Yellow vs Confident Yellow
Yellow is a Benjamin Moore color while Confident Yellow comes from Sherwin-Williams. Both sit in the beige-yellow family, which is useful context if you're narrowing within a single hue direction. At LRV 64 vs 61, Confident Yellow will read as the brighter of the two — a 3-point gap that matters most in north-facing or low-light rooms. The tonal difference — Yellow's yellow character against Confident Yellow's warm — becomes most visible against white trim or in morning light. At ΔE 5.1, the difference is perceptible but not dramatic — the two can work harmoniously in the same space. Below you'll find 1 real-room photo comparison where both colors appear side by side, plus 5 simulated room previews.

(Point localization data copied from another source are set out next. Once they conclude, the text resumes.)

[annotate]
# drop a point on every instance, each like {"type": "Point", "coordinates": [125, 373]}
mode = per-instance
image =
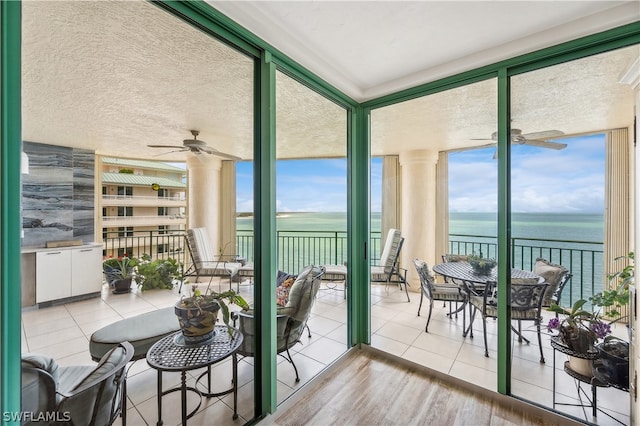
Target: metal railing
{"type": "Point", "coordinates": [583, 259]}
{"type": "Point", "coordinates": [296, 249]}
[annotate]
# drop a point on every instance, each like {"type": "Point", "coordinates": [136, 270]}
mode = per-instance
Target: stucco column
{"type": "Point", "coordinates": [204, 195]}
{"type": "Point", "coordinates": [418, 210]}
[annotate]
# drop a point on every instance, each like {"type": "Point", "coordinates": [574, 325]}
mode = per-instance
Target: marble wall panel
{"type": "Point", "coordinates": [57, 195]}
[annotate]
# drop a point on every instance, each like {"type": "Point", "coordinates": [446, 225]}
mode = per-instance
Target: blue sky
{"type": "Point", "coordinates": [543, 180]}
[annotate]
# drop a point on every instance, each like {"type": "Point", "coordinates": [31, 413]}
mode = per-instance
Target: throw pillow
{"type": "Point", "coordinates": [282, 291]}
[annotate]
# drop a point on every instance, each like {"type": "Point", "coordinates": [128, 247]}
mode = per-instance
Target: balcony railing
{"type": "Point", "coordinates": [136, 200]}
{"type": "Point", "coordinates": [584, 259]}
{"type": "Point", "coordinates": [296, 249]}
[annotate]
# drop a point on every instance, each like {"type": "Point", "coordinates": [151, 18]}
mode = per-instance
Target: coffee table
{"type": "Point", "coordinates": [172, 354]}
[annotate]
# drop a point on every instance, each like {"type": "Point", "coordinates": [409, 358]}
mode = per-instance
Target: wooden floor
{"type": "Point", "coordinates": [369, 389]}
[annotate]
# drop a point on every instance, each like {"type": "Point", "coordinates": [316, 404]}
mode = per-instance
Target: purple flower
{"type": "Point", "coordinates": [554, 324]}
{"type": "Point", "coordinates": [602, 329]}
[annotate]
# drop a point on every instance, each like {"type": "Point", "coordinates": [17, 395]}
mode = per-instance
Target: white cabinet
{"type": "Point", "coordinates": [53, 275]}
{"type": "Point", "coordinates": [68, 271]}
{"type": "Point", "coordinates": [86, 270]}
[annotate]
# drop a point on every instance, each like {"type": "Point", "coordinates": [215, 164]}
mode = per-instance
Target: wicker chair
{"type": "Point", "coordinates": [389, 271]}
{"type": "Point", "coordinates": [557, 276]}
{"type": "Point", "coordinates": [291, 319]}
{"type": "Point", "coordinates": [78, 395]}
{"type": "Point", "coordinates": [526, 305]}
{"type": "Point", "coordinates": [433, 291]}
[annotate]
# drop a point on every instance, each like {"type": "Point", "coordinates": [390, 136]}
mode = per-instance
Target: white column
{"type": "Point", "coordinates": [418, 210]}
{"type": "Point", "coordinates": [204, 195]}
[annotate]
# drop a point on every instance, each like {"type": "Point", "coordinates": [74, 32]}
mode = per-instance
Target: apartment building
{"type": "Point", "coordinates": [143, 207]}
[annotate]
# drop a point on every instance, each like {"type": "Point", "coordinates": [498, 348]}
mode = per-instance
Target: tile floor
{"type": "Point", "coordinates": [63, 332]}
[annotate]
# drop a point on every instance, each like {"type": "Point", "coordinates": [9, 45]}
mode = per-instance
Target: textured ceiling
{"type": "Point", "coordinates": [117, 76]}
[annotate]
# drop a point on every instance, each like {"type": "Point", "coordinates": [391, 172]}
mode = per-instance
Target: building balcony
{"type": "Point", "coordinates": [123, 221]}
{"type": "Point", "coordinates": [141, 201]}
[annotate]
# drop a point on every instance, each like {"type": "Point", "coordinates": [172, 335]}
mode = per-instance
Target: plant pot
{"type": "Point", "coordinates": [121, 285]}
{"type": "Point", "coordinates": [578, 340]}
{"type": "Point", "coordinates": [581, 366]}
{"type": "Point", "coordinates": [197, 324]}
{"type": "Point", "coordinates": [612, 366]}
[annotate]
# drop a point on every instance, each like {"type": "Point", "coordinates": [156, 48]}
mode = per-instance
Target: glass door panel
{"type": "Point", "coordinates": [433, 178]}
{"type": "Point", "coordinates": [311, 223]}
{"type": "Point", "coordinates": [571, 137]}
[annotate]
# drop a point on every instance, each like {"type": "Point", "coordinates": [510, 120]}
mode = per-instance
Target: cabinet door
{"type": "Point", "coordinates": [53, 275]}
{"type": "Point", "coordinates": [86, 270]}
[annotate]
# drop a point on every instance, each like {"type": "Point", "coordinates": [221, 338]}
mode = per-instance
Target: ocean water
{"type": "Point", "coordinates": [552, 226]}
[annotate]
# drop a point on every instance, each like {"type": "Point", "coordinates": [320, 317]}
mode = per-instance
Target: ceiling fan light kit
{"type": "Point", "coordinates": [539, 139]}
{"type": "Point", "coordinates": [195, 146]}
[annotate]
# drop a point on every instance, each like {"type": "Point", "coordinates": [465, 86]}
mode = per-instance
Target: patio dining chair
{"type": "Point", "coordinates": [526, 305]}
{"type": "Point", "coordinates": [557, 276]}
{"type": "Point", "coordinates": [433, 291]}
{"type": "Point", "coordinates": [291, 319]}
{"type": "Point", "coordinates": [92, 395]}
{"type": "Point", "coordinates": [389, 270]}
{"type": "Point", "coordinates": [205, 262]}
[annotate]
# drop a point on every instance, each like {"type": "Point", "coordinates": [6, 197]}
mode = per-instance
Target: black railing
{"type": "Point", "coordinates": [157, 244]}
{"type": "Point", "coordinates": [297, 249]}
{"type": "Point", "coordinates": [584, 259]}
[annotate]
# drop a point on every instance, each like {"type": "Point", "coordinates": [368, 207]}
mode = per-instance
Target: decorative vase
{"type": "Point", "coordinates": [581, 366]}
{"type": "Point", "coordinates": [579, 340]}
{"type": "Point", "coordinates": [612, 366]}
{"type": "Point", "coordinates": [121, 285]}
{"type": "Point", "coordinates": [197, 323]}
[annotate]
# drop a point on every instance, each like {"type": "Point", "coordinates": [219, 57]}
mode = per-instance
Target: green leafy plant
{"type": "Point", "coordinates": [116, 268]}
{"type": "Point", "coordinates": [579, 328]}
{"type": "Point", "coordinates": [615, 298]}
{"type": "Point", "coordinates": [198, 299]}
{"type": "Point", "coordinates": [158, 273]}
{"type": "Point", "coordinates": [480, 264]}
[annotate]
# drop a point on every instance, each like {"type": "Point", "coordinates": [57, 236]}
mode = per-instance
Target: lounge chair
{"type": "Point", "coordinates": [205, 262]}
{"type": "Point", "coordinates": [389, 271]}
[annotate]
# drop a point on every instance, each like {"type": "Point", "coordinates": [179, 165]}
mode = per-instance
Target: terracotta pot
{"type": "Point", "coordinates": [578, 340]}
{"type": "Point", "coordinates": [121, 285]}
{"type": "Point", "coordinates": [581, 366]}
{"type": "Point", "coordinates": [612, 366]}
{"type": "Point", "coordinates": [197, 324]}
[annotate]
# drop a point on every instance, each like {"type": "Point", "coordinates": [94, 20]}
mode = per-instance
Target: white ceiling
{"type": "Point", "coordinates": [116, 76]}
{"type": "Point", "coordinates": [372, 48]}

Yellow vs Confident Yellow in Real Spaces
1 real room side by side. Yellow and Confident Yellow are close enough that the difference can be hard to judge from a chip alone — these photos show how each reads at scale, across different spaces and lighting conditions.
Front Door
Front doors are seen in isolation against the rest of the facade, which makes them a high-stakes surface where even subtle differences matter. Confident Yellow has the edge in reflectance, which shows as a quiet sense of added space rather than an obvious contrast.
Color Details
Yellow vs Confident Yellow Simulated Comparison
5 simulated room previews — drag the slider on each to see Yellow on one side and Confident Yellow on the other.
Digital color is approximate. These simulations are generated from the manufacturer's hex values and overlaid on grayscale room photos — your screen's calibration, brightness, and viewing angle all affect how they render. Before committing to either color, test physical samples in your own space under the light you actually live with.
More Yellow comparisons
See how Yellow stacks up against other well-photographed colors across different brands and tones.